そしていくばくかの時間が経ち、セシリアのシールドエネルギーが切れた。
「まあ、二人ともすごく上達していますよ?」
実際、山田先生がここまで腕が立つ存在だとはわからなかったし、二人もだいぶ持ちこたえていた。
私の場合、如何なるかわからない。超高速戦に持ち込めば勝てるかもしれないが、正確無比な射撃がどれだけ飛んでくるかわからない上そもそも相手がすんなりとやらしてくれるとは思えない。
今の機体ではどうしようもない。やはり、新しい機体が欲しい。それも、嘗ての機体の様に優れたものが。
「と言う訳で、我々IS学園の教師の練度が分かっただろう。今後ともに敬意をもって接するように」
織斑先生の言葉に、拍手で返す生徒たち。あそこまでの練度を見せられては、脱帽する限りだ。

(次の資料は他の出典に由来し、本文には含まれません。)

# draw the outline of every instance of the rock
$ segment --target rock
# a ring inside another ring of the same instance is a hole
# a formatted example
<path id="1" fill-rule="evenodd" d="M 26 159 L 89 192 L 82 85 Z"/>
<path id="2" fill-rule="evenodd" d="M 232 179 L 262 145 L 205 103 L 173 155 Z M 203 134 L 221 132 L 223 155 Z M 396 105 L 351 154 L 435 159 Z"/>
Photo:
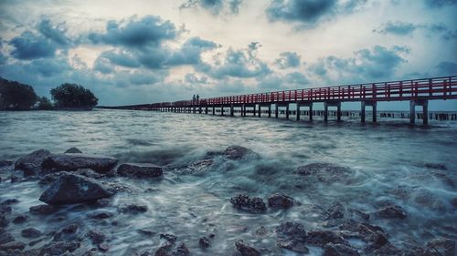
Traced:
<path id="1" fill-rule="evenodd" d="M 175 169 L 174 171 L 179 175 L 203 176 L 210 169 L 213 163 L 212 159 L 198 160 L 185 168 Z"/>
<path id="2" fill-rule="evenodd" d="M 309 250 L 304 244 L 296 240 L 280 240 L 276 243 L 278 247 L 287 249 L 299 253 L 308 253 Z"/>
<path id="3" fill-rule="evenodd" d="M 15 169 L 22 169 L 24 176 L 35 175 L 41 170 L 41 164 L 50 154 L 45 149 L 34 151 L 16 161 Z"/>
<path id="4" fill-rule="evenodd" d="M 78 224 L 72 223 L 62 229 L 64 234 L 74 234 L 78 230 Z"/>
<path id="5" fill-rule="evenodd" d="M 455 241 L 447 238 L 438 238 L 427 242 L 427 249 L 432 253 L 439 252 L 442 256 L 457 255 Z"/>
<path id="6" fill-rule="evenodd" d="M 289 239 L 297 240 L 300 241 L 306 241 L 306 231 L 303 225 L 295 222 L 284 222 L 276 227 L 275 231 L 279 234 L 284 235 Z"/>
<path id="7" fill-rule="evenodd" d="M 5 243 L 8 243 L 11 241 L 15 241 L 15 238 L 13 237 L 13 235 L 11 233 L 0 232 L 0 245 L 5 244 Z"/>
<path id="8" fill-rule="evenodd" d="M 41 232 L 39 230 L 37 230 L 35 228 L 27 228 L 25 230 L 22 230 L 21 235 L 24 238 L 39 238 L 43 232 Z"/>
<path id="9" fill-rule="evenodd" d="M 41 167 L 48 169 L 74 171 L 91 169 L 99 173 L 109 172 L 118 160 L 112 157 L 85 154 L 53 154 L 46 158 Z"/>
<path id="10" fill-rule="evenodd" d="M 52 205 L 40 204 L 30 207 L 29 210 L 35 214 L 48 215 L 54 213 L 57 209 Z"/>
<path id="11" fill-rule="evenodd" d="M 237 247 L 237 251 L 239 251 L 242 256 L 260 256 L 260 251 L 257 251 L 257 249 L 255 248 L 244 244 L 242 240 L 236 241 L 235 246 Z"/>
<path id="12" fill-rule="evenodd" d="M 10 241 L 0 245 L 0 251 L 22 251 L 26 248 L 26 244 L 22 241 Z"/>
<path id="13" fill-rule="evenodd" d="M 202 237 L 198 241 L 198 246 L 200 248 L 208 248 L 209 247 L 209 240 L 207 237 Z"/>
<path id="14" fill-rule="evenodd" d="M 350 169 L 328 163 L 312 163 L 300 166 L 297 173 L 301 176 L 316 177 L 320 182 L 330 184 L 334 182 L 348 182 L 350 178 Z"/>
<path id="15" fill-rule="evenodd" d="M 358 251 L 345 244 L 327 243 L 324 246 L 323 256 L 360 256 Z"/>
<path id="16" fill-rule="evenodd" d="M 239 210 L 252 213 L 262 213 L 267 210 L 267 206 L 260 198 L 250 198 L 246 194 L 239 194 L 230 199 L 230 203 Z"/>
<path id="17" fill-rule="evenodd" d="M 383 219 L 406 219 L 407 214 L 403 208 L 399 205 L 386 206 L 376 212 L 376 214 Z"/>
<path id="18" fill-rule="evenodd" d="M 105 234 L 101 231 L 89 230 L 86 235 L 96 245 L 102 243 L 106 240 Z"/>
<path id="19" fill-rule="evenodd" d="M 156 178 L 163 174 L 162 167 L 146 163 L 125 163 L 119 166 L 117 173 L 129 178 Z"/>
<path id="20" fill-rule="evenodd" d="M 112 218 L 112 215 L 113 215 L 112 212 L 108 210 L 98 210 L 88 214 L 88 217 L 90 219 L 101 220 L 101 219 Z"/>
<path id="21" fill-rule="evenodd" d="M 147 211 L 147 206 L 145 205 L 137 205 L 137 204 L 128 204 L 121 206 L 118 209 L 119 212 L 122 213 L 142 213 Z"/>
<path id="22" fill-rule="evenodd" d="M 293 200 L 284 194 L 275 193 L 268 198 L 268 207 L 288 209 L 293 206 Z"/>
<path id="23" fill-rule="evenodd" d="M 244 159 L 260 159 L 260 155 L 250 148 L 241 146 L 230 146 L 227 148 L 222 154 L 228 159 L 239 160 Z"/>
<path id="24" fill-rule="evenodd" d="M 39 200 L 48 204 L 59 205 L 94 201 L 113 194 L 93 179 L 66 173 L 43 192 Z"/>
<path id="25" fill-rule="evenodd" d="M 190 251 L 187 249 L 186 244 L 181 243 L 176 249 L 172 252 L 173 256 L 190 256 Z"/>
<path id="26" fill-rule="evenodd" d="M 81 154 L 82 151 L 78 149 L 78 148 L 69 148 L 69 149 L 67 149 L 67 151 L 65 151 L 65 154 L 74 154 L 74 153 Z"/>
<path id="27" fill-rule="evenodd" d="M 331 230 L 312 230 L 307 232 L 306 235 L 306 242 L 308 244 L 321 247 L 329 242 L 348 245 L 348 242 L 341 235 Z"/>
<path id="28" fill-rule="evenodd" d="M 343 219 L 345 217 L 345 209 L 339 202 L 332 204 L 324 213 L 325 220 Z"/>

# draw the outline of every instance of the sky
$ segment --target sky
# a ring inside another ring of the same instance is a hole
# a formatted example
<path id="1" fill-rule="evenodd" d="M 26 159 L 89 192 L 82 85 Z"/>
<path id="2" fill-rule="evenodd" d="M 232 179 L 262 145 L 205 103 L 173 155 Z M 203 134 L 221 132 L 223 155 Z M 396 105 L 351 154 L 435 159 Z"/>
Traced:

「鳳、オルコット!シールドエネルギーを充填してこい。それが終わったらその二人と織斑、デュノア、アズナブル、ボーデヴィッヒの六人でグループを作り実習を行う。専用機持ちはそれぞれの班長となり手助けする様に。わかったな」
全員が肯定の声を出す。さて、私も頑張らなくてはな。
「ええと、いいですか皆さん。これから訓練機を一班一機取りに来てください。打鉄とリヴァイヴが三機ずつですよ、早い者勝ちですからね!」
私達は、リヴァイヴを使う事にした。特に深い意味はない。
『各班長は訓練機の装着を手伝ってあげてください。取り敢えず午前中は動かす所までやってくださいね』
山田先生からプライベートチャンネルで指示が来た。まずは乗る事から始めさせよう。
「さあ、此方に来て。何、怖がる事はない」
「は、はい!」
取り敢えず列の先頭にいた子を手招きする。やけに緊張している様子だ。
「あ、あの……訓練機に届かないんだけど」
「おや、それはいけないな。どれ……」
そう言って、私は屈む。
「お手を拝借」
「はわあ……」
そのままお姫様抱っこの様に持ち上げ、訓練機の前まで行く。
「まずは足からだ。ゆっくりでいい、焦らないで」
「ひゃ、ひゃいいぃ……」
そのまま訓練機に生徒をするりと送り込む。
「心配する事は無い。ゆっくりと、歩く所から始めればいい。手を前に出してくれ」
「手を、こう?」
「そうだ、そのまま……」
生徒にはその状態のままでいてもらう。そして私が前に行く。
そして生徒の手を取った。
「よし先ずは右足からだ。一歩ずつ前へ」
「こ、こんな感じかな」
「そんなに緊張する事は無い、いつも歩くようにやればいいんだ。そのまま左足、右足、左足……よし、大分うまくなっているだろう」
「は、はい!」
そうやって、訓練を進めていった所、後ろからガツンと何やらぶつかるものが。
振り返ってみれば、セシリアがBITをこちらにぶつけていた。
そして、セシリアからプライベートチャンネルで言葉が。
『……何かな、セシリア君』
『別に。……随分優しく教えて差し上げるのですね』
『相手はまだ、ISに乗った事のない素人だからな』
そう告げても、セシリアはいら立ちを隠しきれない。
『……わかった。今度つきっきりで日本語の勉強に付き合おう』
『絶対ですからね』
そう言って、セシリアとのプライベートチャンネルを切った。やれやれ、思春期の少女というものは扱いが難しい。
とは言え、この班での訓練は滞りなく行われた。
途中、皆が立たせた状態でISを降り続けるといったアクシデントもあったが、おおむね順調に進んだ。
まあ、こんなものだろう。しかし、教師、という選択肢も悪くない、と私は思った。